Contractors have fenced off almost half the entire route of a long-awaited €160m bypass of one of Cork’s worst bottlenecks.
Ground investigation works and archaeological digs have also started along sections of the proposed N22 Macroom to Ballyvourney bypass project.
The works are being carried out as part of a €13m programme of advance works in anticipation of future funding being sanctioned for the construction of the bypass.
The boundary fencing, which is being erected by Wills Brothers Limited from Mayo, is almost 50% complete and is on course to be finished before the end of the year.
Ground investigation works are under way , with soft ground conditions alternating with extremely hard rock outcrops throughout the bypass corridor.
This work is being carried out by Priority Geotechnical Limited from Midleton, Co Cork, and includes the drilling of boreholes in Coolcower Reservoir at the eastern end of the proposed road scheme, where a section of the bypass will be built over a small, reclaimed section of the lake, which supplies most of Cork’s drinking water. These works are on course to be finished before the end of this year.
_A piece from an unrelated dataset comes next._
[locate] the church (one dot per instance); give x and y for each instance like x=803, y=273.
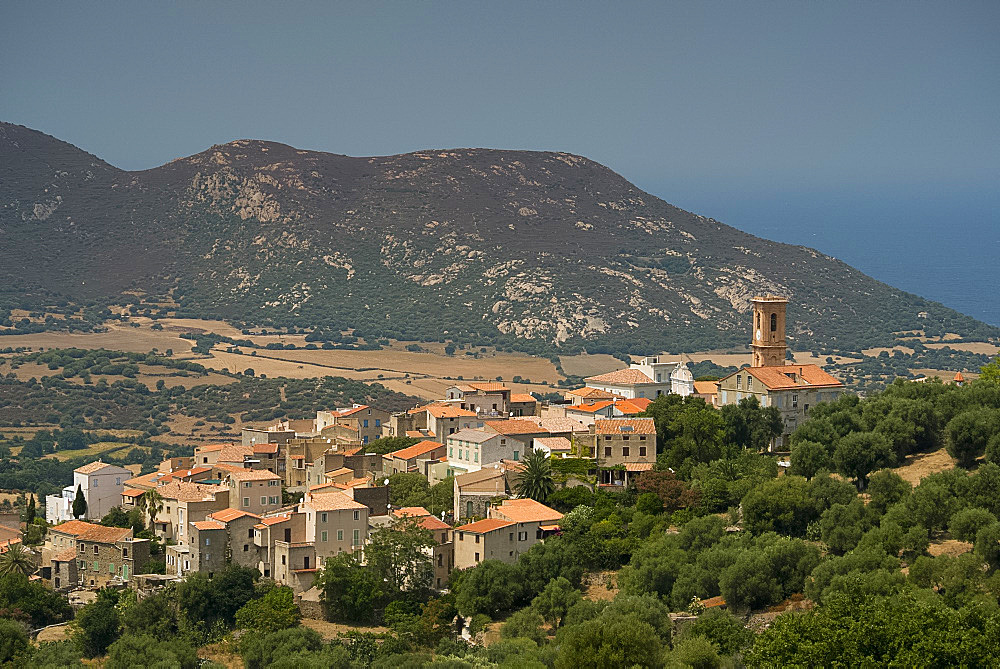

Archaeologists have begun digging several trial trenches to identify any items of archaeological interest along the route — working from the western end of the scheme.
This work will continue after completion of the fencing contract and is due to be completed by the first quarter of next year.
Engineers hope to start work soon on a diversion of high-power 110KV overhead power lines at the western end of the scheme.
Once the bypass funding is sanctioned, everything will be in place for the construction tender to be advertised, a process which could take up to nine months.
A spokesperson for the project said they hope that by completing the advance works over the coming months, the way will be cleared for the successful contractor to begin work immediately on a cleared and fully prepared route corridor.
The proposed N22 Ballyvourney to Macroom bypass will run from Coolcower roundabout on the Cork side of Macroom and take traffic north of the town, continuing westwards to close to the county bounds west of Ballyvourney. It will include about 22km of dual carriageway and over 20 bridges.
While funding was allocated as part of a €6bn investment in the road network under the government’s €42bn capital investment plan 2016-21, the project was one of several major road schemes which were placed on the backburner while Transport Infrastructure Ireland prioritised other major projects, such as the Dunkettle interchange in Cork and the N28 Cork to Ringaskiddy road upgrade.
It is hoped that the funding for the N22 upgrade will be ringfenced following the Government’s review of capital spending, which is due to be announced before the budget.